And why Gen Z is filling board game cafés to find one
By Richard MacRae, President and Publisher, Analog Game Studios | 23 June 2026
Walk into any board game café on a Friday night and you will notice something. The people playing are not the people most advertisers would have predicted. They’re in their twenties and early thirties. They’re Gen Z and younger Millennials. They’re the generation that grew up with a smartphone in their pocket, a screen in every room and the entire digital world available at all times. And they’ve chosen, deliberately, to put the phone face down on the table and play a board game with the people sitting across from them.

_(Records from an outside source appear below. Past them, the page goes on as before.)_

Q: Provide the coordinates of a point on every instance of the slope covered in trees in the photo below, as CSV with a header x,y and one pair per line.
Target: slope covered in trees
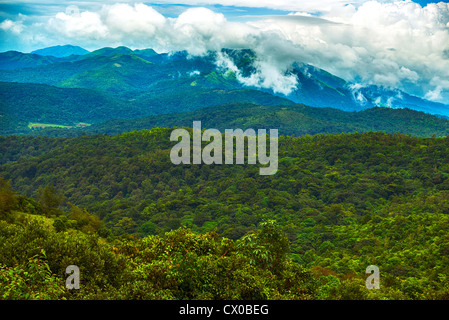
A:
x,y
342,201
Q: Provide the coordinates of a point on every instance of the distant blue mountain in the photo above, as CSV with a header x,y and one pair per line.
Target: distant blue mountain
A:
x,y
61,51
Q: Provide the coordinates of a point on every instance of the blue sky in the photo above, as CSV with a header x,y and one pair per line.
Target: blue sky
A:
x,y
400,44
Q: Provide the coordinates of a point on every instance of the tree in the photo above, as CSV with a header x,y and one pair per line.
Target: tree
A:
x,y
51,200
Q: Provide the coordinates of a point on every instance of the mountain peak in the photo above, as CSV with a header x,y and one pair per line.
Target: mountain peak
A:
x,y
61,51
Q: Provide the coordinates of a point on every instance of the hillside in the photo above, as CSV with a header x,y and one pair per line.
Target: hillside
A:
x,y
343,201
145,74
288,119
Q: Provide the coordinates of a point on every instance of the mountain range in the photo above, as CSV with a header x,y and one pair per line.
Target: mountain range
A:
x,y
65,85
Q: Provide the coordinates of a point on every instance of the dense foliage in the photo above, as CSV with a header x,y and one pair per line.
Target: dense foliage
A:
x,y
140,227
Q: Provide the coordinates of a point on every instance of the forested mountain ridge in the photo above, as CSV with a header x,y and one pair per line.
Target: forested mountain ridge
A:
x,y
344,201
145,75
288,119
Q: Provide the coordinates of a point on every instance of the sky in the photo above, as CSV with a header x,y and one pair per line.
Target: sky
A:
x,y
397,44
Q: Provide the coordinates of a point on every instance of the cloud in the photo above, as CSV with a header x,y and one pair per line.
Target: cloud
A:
x,y
15,27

Understanding why they’re doing that is the key to understanding the fastest growing segment in the board game market right now: social games.
A Definition Worth Having
The term social game gets used loosely, so it’s worth being precise. A social game is not simply a game you play with other people. Chess is played with other people. A jigsaw puzzle can be assembled with other people. Neither is a social game in the sense that matters here.
A social game is one where the interaction between players is the mechanic. The game isn’t the backdrop to the social experience. The game generates the social experience. Laughter, unexpected revelation, friendly tension, the moment when someone gives an answer nobody anticipated and suddenly the whole room understands something about that person they never knew; these are not side effects, they’re the point.

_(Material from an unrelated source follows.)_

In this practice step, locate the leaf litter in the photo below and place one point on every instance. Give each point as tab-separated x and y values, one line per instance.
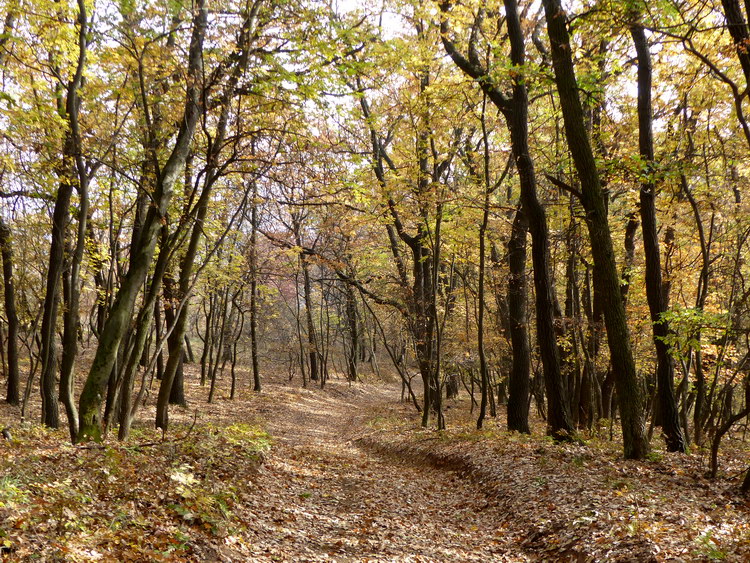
346	474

This distinguishes social games clearly from strategy games, which reward individual planning and execution; from war games, which simulate conflict; from legacy games, which build narrative over multiple sessions. Social games are designed first and foremost to create genuine human moments between the people in the room. Everything else – theme, components, rules – serves that purpose.
In a social game, the interaction between players is not the backdrop to the experience. It‘s the mechanic.
Why Gen Z Is Driving This
Nearly half of all regular board game players today are aged 18 to 34. That statistic, from multiple independent market research sources, reflects a genuine behavioural shift that researchers and industry analysts are now documenting in detail.
Gen Z averages over six hours of daily phone screen time, the highest of any generation. Seventy-three percent report feeling digitally exhausted. Fifty-five percent took a social media detox in the past year. These are not abstract statistics. They describe a generation that is acutely aware of what constant digital connectivity costs them in terms of genuine human presence, even if most would not reach for that specific phrase to describe what they’re missing.
What they reach for instead is a board game café. The global board game café market was valued at 1.3 billion dollars in 2024 and is projected to reach 3.1 billion by 2033, growing at just over 10 percent annually. The research is unambiguous about who is driving that growth: Millennials and Gen Z, seeking what the analysts describe as unique, screen-free social experiences and real-world connections. The board game café is not a nostalgia trip for people who grew up before smartphones. It’s a deliberate choice by the generation that grew up inside them.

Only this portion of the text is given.